心中有暖流流過,伊麗莎白垂下眼眸,看著那小小的金色懷表,光滑的外殼上雕刻著展翅的雄鷹,她能從上麵看見自己栗色的眼眸,裡麵帶著溫情的暖意。

自從五年前母親和外婆死去,她就再也沒有了家人,女巫對於她而言,不僅是老師,還是親人,是她在這世上唯一肯相信的人。雖然女巫平時不怎麼關心她的生活,卻總會給她帶來很多稀奇的東西,記著連她自己都忘記的生日,並送給她禮物。

“它是一個高級魔法物品,它可以停滯你身邊十米範圍內的空間。”女巫看著伊麗莎白將懷表表殼打開,露出裡麵的時針,滴滴答答地走著,修長的黑色指針在黃白色表盤上隨著時間移動,難以察覺的魔紋細小密集地蔓延了整個表盤。

時間元素……魔法物品?!伊麗莎白驚愕瞪眸,拿著那塊表的手都微微顫抖,隻覺得自己拿著的是塊燙手的鐵塊,她不受控製地咽了咽口水。

時間元素雖說比空間元素出現的時間更早,但可惜的是和時間元素有關的魔法物品卻隻有五個,比空間元素還要少兩個,而製作者更是無人可知,甚至連那魔法物品的出現時間也眾說紛紜,沒個定論。

“但停滯的時間是不定的,短則三秒鐘,長則五分鐘,這取決於你的選擇。”望著學生錯愕的眼神,女巫的聲音忽然放輕,卻語氣嚴肅,讓人莫名感到一種被怔住的緊張感,“伊麗莎白,你要記住,玩弄時間的後果是可怕的,它會用你的精神力做燃燒的原料,短時間使用它不會有事,但時間拖得越長,所帶來的副作用絕對會讓你生不如死。”

“不要隨意玩弄時間,除非遇到生命危險。”女巫的目光深邃,像深淵,像漫著迷霧的森林,要把人生生地困住,“答應我,伊麗莎白,不要沉迷於此。”

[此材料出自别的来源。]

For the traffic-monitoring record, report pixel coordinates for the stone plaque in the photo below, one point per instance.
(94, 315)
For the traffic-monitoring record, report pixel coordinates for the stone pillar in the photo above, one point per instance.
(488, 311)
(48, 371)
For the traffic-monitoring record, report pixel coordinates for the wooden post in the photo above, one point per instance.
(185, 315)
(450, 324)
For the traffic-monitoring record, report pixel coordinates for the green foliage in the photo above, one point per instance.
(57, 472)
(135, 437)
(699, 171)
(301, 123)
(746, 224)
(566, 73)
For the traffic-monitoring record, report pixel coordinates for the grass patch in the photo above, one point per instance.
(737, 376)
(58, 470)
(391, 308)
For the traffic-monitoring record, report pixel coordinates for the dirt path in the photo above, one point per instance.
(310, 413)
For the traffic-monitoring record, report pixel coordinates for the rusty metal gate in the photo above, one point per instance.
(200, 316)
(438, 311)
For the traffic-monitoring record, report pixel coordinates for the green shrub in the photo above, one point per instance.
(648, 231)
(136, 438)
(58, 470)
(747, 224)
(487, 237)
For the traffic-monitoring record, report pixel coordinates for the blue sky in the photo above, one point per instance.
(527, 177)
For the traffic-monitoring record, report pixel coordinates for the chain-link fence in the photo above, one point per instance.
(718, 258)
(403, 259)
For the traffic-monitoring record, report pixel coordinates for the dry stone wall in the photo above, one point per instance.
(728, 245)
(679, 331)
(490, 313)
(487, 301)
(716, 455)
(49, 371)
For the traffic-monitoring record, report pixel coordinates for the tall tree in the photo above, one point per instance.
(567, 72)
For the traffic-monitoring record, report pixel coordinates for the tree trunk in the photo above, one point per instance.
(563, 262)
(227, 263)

伊麗莎白望著女巫那漆黑的眸子,忽然覺得自己像是在麵對一個魔鬼,魔鬼對她伸出了手,用誘惑的語氣說:“我給你一把鑰匙,一把可以打開一扇門的鑰匙,門後有常人無法想象的寶藏,但要得到它,你要就出賣你的靈魂,你願意嗎?”然後不由分說地將那把鑰匙塞進自己的手中,安靜地看著自己,像是在等待自己受不住誘惑,乖乖出賣靈魂,去取得那讓無數人夢寐以求的寶藏。

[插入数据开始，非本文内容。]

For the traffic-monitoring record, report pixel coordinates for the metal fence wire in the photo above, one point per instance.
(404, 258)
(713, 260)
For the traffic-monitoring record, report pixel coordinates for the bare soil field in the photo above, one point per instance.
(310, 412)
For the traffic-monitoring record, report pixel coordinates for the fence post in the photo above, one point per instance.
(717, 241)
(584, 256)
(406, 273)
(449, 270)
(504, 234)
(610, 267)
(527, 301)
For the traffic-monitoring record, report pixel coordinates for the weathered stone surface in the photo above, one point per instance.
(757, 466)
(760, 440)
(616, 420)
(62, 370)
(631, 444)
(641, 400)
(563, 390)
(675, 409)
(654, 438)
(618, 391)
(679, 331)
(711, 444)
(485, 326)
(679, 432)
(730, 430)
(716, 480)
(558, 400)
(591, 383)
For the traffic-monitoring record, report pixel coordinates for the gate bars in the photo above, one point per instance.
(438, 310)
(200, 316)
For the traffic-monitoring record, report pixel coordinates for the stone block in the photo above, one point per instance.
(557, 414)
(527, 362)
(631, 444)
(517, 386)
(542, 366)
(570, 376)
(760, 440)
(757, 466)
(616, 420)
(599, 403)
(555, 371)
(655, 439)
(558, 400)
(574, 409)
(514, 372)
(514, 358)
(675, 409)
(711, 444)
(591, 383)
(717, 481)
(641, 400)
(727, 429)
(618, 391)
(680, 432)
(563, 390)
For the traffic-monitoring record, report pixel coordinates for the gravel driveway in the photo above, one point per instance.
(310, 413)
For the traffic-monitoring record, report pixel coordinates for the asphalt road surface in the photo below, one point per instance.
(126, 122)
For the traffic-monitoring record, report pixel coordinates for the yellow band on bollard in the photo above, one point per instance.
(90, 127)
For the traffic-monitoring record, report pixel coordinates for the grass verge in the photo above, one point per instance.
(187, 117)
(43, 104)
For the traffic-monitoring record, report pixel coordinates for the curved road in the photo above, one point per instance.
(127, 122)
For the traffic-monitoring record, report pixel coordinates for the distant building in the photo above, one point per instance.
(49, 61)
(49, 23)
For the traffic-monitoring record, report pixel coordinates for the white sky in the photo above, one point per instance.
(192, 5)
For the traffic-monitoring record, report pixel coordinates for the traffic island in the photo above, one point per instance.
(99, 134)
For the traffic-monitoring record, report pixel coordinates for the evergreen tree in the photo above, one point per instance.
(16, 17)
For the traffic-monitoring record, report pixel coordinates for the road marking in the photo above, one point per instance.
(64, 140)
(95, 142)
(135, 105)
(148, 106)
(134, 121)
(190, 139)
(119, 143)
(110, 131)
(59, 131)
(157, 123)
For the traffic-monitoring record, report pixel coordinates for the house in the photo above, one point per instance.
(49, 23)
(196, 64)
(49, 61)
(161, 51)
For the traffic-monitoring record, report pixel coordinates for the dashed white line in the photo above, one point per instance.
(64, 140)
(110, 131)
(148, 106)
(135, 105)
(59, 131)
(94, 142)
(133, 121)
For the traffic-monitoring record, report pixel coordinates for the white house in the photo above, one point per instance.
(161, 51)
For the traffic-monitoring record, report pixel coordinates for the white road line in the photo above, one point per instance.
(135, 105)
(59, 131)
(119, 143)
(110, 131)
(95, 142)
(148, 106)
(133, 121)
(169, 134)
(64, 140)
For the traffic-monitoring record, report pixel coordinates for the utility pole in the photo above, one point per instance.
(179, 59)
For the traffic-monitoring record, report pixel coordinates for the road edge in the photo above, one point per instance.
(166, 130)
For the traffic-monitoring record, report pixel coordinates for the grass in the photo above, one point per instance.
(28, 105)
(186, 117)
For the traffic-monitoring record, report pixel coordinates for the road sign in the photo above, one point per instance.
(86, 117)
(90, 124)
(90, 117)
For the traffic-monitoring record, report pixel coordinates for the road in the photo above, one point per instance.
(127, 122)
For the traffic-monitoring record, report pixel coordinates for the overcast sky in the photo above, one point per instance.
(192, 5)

魔鬼的臉與女巫的臉重合,伊麗莎白恍惚地聽見,自己輕輕地“嗯”了一聲,像是在答應女巫的要求,又像是,在答應魔鬼出賣自己的靈魂。

本來有些急促的呼吸平複,伊麗莎白將懷表放進自己的收納袋裡。

她接住了那把鑰匙,但目前沒有出賣靈魂的打算。

“以及,這個。”女巫拿起了最後一樣東西,那是一頂鵝絨紅色禮帽,熟悉得讓伊麗莎白一怔。

那是她外婆在她五歲生日時送的帽子,送的時候就是這麼大,她仍然記得那個時候才五十多歲的外婆慈愛地將她抱進懷裡,撫摸著她的發梢,用一種當時尚且年幼的女孩聽不懂的語氣緩緩說道:“我怕是等不到我親愛的小伊麗莎白長大成人了,要提前送成人禮啊。”

女孩用肉乎乎的小手抓著禮帽往頭上戴,卻被寬大的禮帽遮住了眼睛,看得外婆哈哈大笑,一旁正在掃地的母親也笑彎了眼角,眉眼漫上盈盈笑意。

外婆身體一直不好,經常生病,所以母親沒有對外婆喪氣的話產生多大的情緒,隻是眼底閃過悲哀的無奈。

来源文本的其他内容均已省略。